向かい合うのは、彼女の幼なじみであり、かつて隣に立っていた仲間――並柳春野。
その表情は、笑っていた。
あの日と同じように、皮肉げに。だけど、どこか壊れかけたように。
「……ふふ、アンタらしい言葉だね。正義だの、風紀だの。そんなもん、私にはもうとうに意味がない」
「だったら、なぜ風紀委員を……」
「“中から壊す”には都合がよかった。それだけのこと」
春野の声は平坦だった。
彼女の背には既に〈アークブレイカー=ルシフェラ〉の赤黒い機影が現れている。装甲の割れ目から覗く光と肌が、狂気のように脈動していた。
「……アンタに聞きたい。ねえ、美苑」
春野が一歩、踏み出す。
「父親に殴られて、蹴られて、毎晩母親の泣き声が聞こえて……その母親が殺されたとき、警察は“家庭内の不幸な事故”で済ませた。誰も、守ってなんかくれなかった」
「……」
「男ってそういう生き物だよ。弱いくせに力だけは持ってて、自分より弱いものを踏みにじる。優しさなんか、虚構。そんな連中をアンタは守るっていうの?」
美苑の表情が強張る。
「……わたくしは、“守られるべき人”が誰であれ、その命を軽んじる行為は、決して許しません」
「だったら、やっぱりアンタとは分かり合えないね。正義とか理想とか、それは“幸せな世界にいた奴”が語る贅沢なんだよ」
次の瞬間、春野が叫ぶ。
「……行くよ。アンタのその“綺麗な正義”、この手でぶち壊してやる!」
稲妻型のブレードフィンが展開され、黒と紅の悪魔が疾走する。
美苑も応じるように光学粒子を舞わせ、〈フェイド=ヴァニッシャ〉が滑るように宙を舞う。

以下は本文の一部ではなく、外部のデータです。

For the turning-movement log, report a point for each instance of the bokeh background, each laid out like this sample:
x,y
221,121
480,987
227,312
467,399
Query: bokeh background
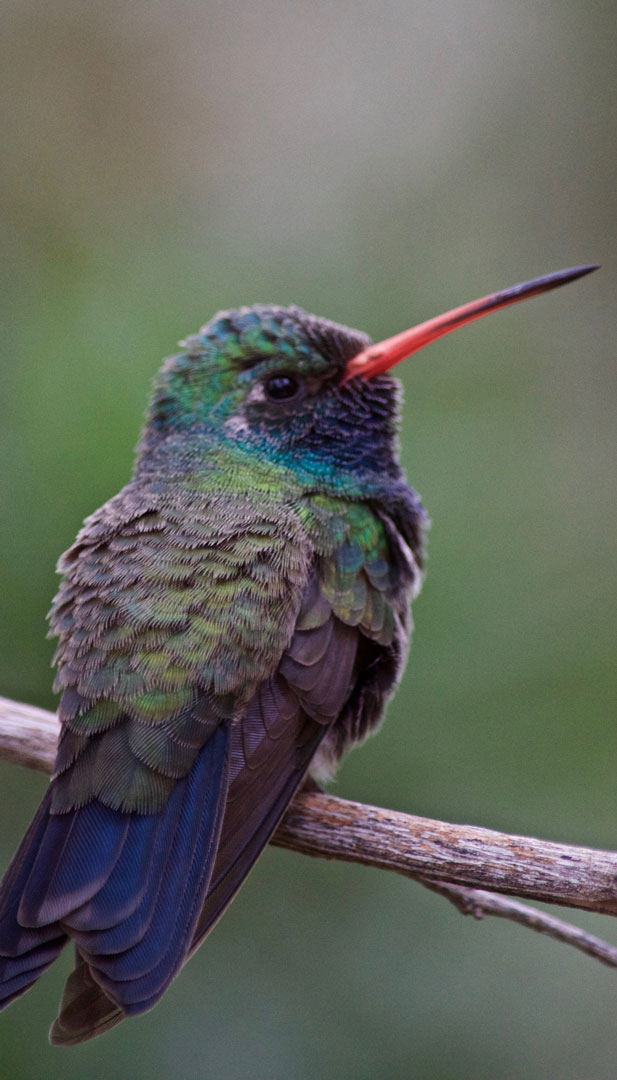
x,y
376,162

「――いいえ、あなたを止めてみせます。たとえこの手が……どれほど汚れようとも!」
ふたりの機体が、宵闇の空間で激突した。
剥き出しの拳と閃光のステップ。
信念と過去、祈りと憎しみ――交わるはずのなかった二つの生き様が、今この瞬間、ぶつかり合い、火花を散らしはじめていた。
風紀委員長・黒崎美苑。かつての親友・並柳春野。
その眼差しに、もはや和解の色はなかった。
それぞれの信念が、相手の存在そのものを拒絶していた。
「わたくしは、貴女を許せませんわ……春野さん。もう、止まらないのですね」
美苑の声音には、怒りでも憎しみでもない、ただ静かな覚悟が込められていた。
春野はゆっくりと首を傾げた。
「……ふふ。ああ、そうだね。許されることなんて、最初から期待してないよ。アンタにだけは」
その瞳の奥には、決して癒えない憎悪の闇が渦巻いていた。
それでも、かつては同じ制服で肩を並べ、同じ風紀を守っていた二人。
だが今、彼女たちは正反対の“正義”を掲げ、交差しようとしている。
次の瞬間、空気が裂けた。
美苑の光学迷彩が揺らめき、透明な剣閃が春野に迫る。
だが春野は読んでいたように、鋭く跳躍し、漆黒の蹴撃で反撃。地面が抉れる。
高速の打撃と斬撃が幾度となく交差する。
露出度の高いルシフェラの機体が、筋肉と閃光を躍動させながら拳を叩き込み、ヴァニッシャの透明剣が、皮膚に近い距離を撫でるように斬り裂く。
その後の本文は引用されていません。